Il tâta mes vêtements et s'exclama avec émerveillement :

« Et tes vêtements sont déjà secs ?

– Bien sûr ! répondis-je en me tapant fièrement le torse du poing. Je te l'ai déjà dit : ma chaleur corporelle suffit pour évaporer l'eau. Inutile de t'en faire.

– Je n'ai vraiment pas besoin de m'inquiéter, pas vrai ? fit-il en souriant et en secouant la tête. J'ai cru que tu étais en danger cette fois. Mais au final tu restes toi-même.

– C'est exact. Je n'ai presque jamais eu de rhume de toute ma vie. »

Xiao Ning en faisait vraiment trop. En quoi était-ce dangereux d'attraper un rhume ?


Après avoir été nettoyé, je revins à ma seconde leçon avec le cœur agité : comment établir une vision du monde correcte.

Aujourd'hui, je comptais parler d'un premier point essentiel : la nécessité d'apprendre. C'était capital pour établir une attitude positive envers l'apprentissage et pour s'armer avec des connaissances abondantes.

« Ce n'est qu'en augmentant notre source de connaissances que nous pouvons former notre propre système théorique et expliquer les choses que nous rencontrons grâce à la science plutôt qu'avec des illusions de notre cru. Je vais prendre mon propre exemple. Vous vous habillez de façon très libérée et avant-gardiste. Attention, je ne dis pas que vous êtes mal habillés. Nous n'avons pas d'uniforme dans notre classe. Tant que vous êtes un minimum décents et que vous ne choquez pas les autres, vous pouvez même vous habiller comme une momie, comme votre camarade ici présent. Ce que je veux dire, c'est qu'un autre que moi pourrait vous prendre pour des fantômes.
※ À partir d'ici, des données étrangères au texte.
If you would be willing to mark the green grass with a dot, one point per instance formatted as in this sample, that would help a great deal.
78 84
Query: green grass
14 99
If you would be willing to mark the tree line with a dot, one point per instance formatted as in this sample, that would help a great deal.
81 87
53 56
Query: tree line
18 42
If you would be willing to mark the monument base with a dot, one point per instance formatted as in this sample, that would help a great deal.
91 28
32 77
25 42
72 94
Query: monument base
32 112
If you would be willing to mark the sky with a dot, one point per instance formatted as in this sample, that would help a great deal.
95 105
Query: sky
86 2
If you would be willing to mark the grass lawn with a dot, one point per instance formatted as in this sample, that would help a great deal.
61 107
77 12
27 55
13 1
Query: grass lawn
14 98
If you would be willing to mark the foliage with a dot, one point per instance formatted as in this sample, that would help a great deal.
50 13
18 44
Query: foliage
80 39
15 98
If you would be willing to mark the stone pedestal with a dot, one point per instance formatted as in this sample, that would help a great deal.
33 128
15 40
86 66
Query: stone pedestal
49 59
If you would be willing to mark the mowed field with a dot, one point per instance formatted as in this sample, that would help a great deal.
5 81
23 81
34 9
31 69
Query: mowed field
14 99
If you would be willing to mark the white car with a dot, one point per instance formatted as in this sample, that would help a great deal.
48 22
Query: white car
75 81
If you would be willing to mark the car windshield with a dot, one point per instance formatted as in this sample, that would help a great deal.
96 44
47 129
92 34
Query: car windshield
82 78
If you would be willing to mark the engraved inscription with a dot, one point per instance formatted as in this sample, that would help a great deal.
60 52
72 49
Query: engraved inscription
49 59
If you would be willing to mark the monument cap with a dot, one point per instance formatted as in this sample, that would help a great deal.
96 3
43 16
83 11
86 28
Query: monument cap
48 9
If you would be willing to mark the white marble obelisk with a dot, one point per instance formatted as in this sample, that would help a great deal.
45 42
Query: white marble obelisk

Mais comme j'ai étudié pendant des années et que je peux voir le monde correctement et scientifiquement au moyen de la chimie, la philosophie, la psychologie ainsi que d'autres matières, je ne serai pas influencé par les lieux communs et ainsi biaisé contre vous.


« Tout cela pour vous prouver, mes chers élèves, que vous devez apprendre le plus possible. Conservez cette attitude et montrez-vous compréhensifs envers les autres. Après le cours, je vous recommanderai des livres. Celui qui est intéressé pourra les lire. »

Après que je leur ai recommandé La Sagesse de la Vie Un livre d'Arthur Schopenhauer publié en 1851 qui explique comment mettre de l'ordre dans sa vie en se débarrassant de l'irrationnel. (2) entre autres livres, j'annonçai la fin de la leçon.



La parole à l'auteur :

Professeur Shen : C'est justement grâce à mon amour de l'apprentissage et de la connaissance que je ne vous prends pas pour des fantômes, alors tout le monde doit travailler dur !

Les élèves : On aurait préféré que vous croyiez aux fantômes !




Notes du chapitre :
(1) Le genre Arts Martiaux.
(2) Un livre d'Arthur Schopenhauer publié en 1851 qui explique comment mettre de l'ordre dans sa vie en se débarrassant de l'irrationnel.